Accordingly, we can rank Twitter users by those who rank highest for a topic.
First, let’s extract the document-topic probability matrix.
# to get topic probabilities per actor ID (Twitter user)
postlist <- posterior(lda)
probtopics <- data.frame(postlist$topics)
#probtopics <- probtopics[,new.order]
colnames(probtopics) <- paste("Topic",1:K)
Next, let’s find the “expert” for Topic 8.
filter.topic <- "Topic 8"
row <- order(-probtopics[,filter.topic])
actorid <- rownames(probtopics[row[1],])
filter.data <- subset(tweets, actor.id == actorid)
filter.data <- filter.data[order(filter.data$postedTime),]
Explore “experts” for other topics. Do they make sense?
Further analysis could take as a covariate:
Device (e.g. Foursquare vs Untappd vs Twitter iPhone, etc.)

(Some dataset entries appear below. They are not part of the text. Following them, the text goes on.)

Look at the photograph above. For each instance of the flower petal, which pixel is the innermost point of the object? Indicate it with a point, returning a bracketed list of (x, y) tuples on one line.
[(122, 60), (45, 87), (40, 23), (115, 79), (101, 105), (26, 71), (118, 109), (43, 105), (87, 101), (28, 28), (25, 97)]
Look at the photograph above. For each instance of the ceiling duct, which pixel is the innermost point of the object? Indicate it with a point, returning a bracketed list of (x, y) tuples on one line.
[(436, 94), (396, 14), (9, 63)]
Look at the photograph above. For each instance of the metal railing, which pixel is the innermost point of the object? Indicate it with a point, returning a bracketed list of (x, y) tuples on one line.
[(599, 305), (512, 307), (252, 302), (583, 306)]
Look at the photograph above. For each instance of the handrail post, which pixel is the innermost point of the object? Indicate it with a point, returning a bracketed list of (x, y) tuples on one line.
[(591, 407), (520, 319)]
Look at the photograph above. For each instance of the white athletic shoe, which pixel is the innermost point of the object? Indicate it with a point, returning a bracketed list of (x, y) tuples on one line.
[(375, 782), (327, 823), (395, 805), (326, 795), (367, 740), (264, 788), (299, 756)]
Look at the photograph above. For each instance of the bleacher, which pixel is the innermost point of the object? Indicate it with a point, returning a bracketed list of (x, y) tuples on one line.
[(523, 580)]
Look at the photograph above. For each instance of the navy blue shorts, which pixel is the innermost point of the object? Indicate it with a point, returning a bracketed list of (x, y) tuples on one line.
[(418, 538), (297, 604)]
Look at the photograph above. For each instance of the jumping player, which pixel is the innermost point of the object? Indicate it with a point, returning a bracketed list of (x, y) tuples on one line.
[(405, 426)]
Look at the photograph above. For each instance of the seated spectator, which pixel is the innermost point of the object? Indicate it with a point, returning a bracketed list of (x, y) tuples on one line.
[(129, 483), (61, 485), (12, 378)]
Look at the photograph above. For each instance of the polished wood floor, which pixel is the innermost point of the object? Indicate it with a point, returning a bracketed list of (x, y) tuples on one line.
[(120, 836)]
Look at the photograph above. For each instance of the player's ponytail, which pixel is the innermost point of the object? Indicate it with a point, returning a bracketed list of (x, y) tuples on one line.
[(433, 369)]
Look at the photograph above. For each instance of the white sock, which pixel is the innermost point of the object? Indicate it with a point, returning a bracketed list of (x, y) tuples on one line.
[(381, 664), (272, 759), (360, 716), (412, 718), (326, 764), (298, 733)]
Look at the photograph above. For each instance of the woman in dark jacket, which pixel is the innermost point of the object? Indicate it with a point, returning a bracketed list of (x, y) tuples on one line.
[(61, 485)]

Profile location description (e.g. Charlotte, Fort Mill, Gastonia, etc.)
Profile description keywords (e.g. husband, wife, student, etc.)
A new extension to LDA has been created (“structural topic model”) by social scientists to create a framework to consider covariates impact on topic model results. For more details on running more advanced versions of LDA like CTM and STM, I created a newer workshop on topic modeling.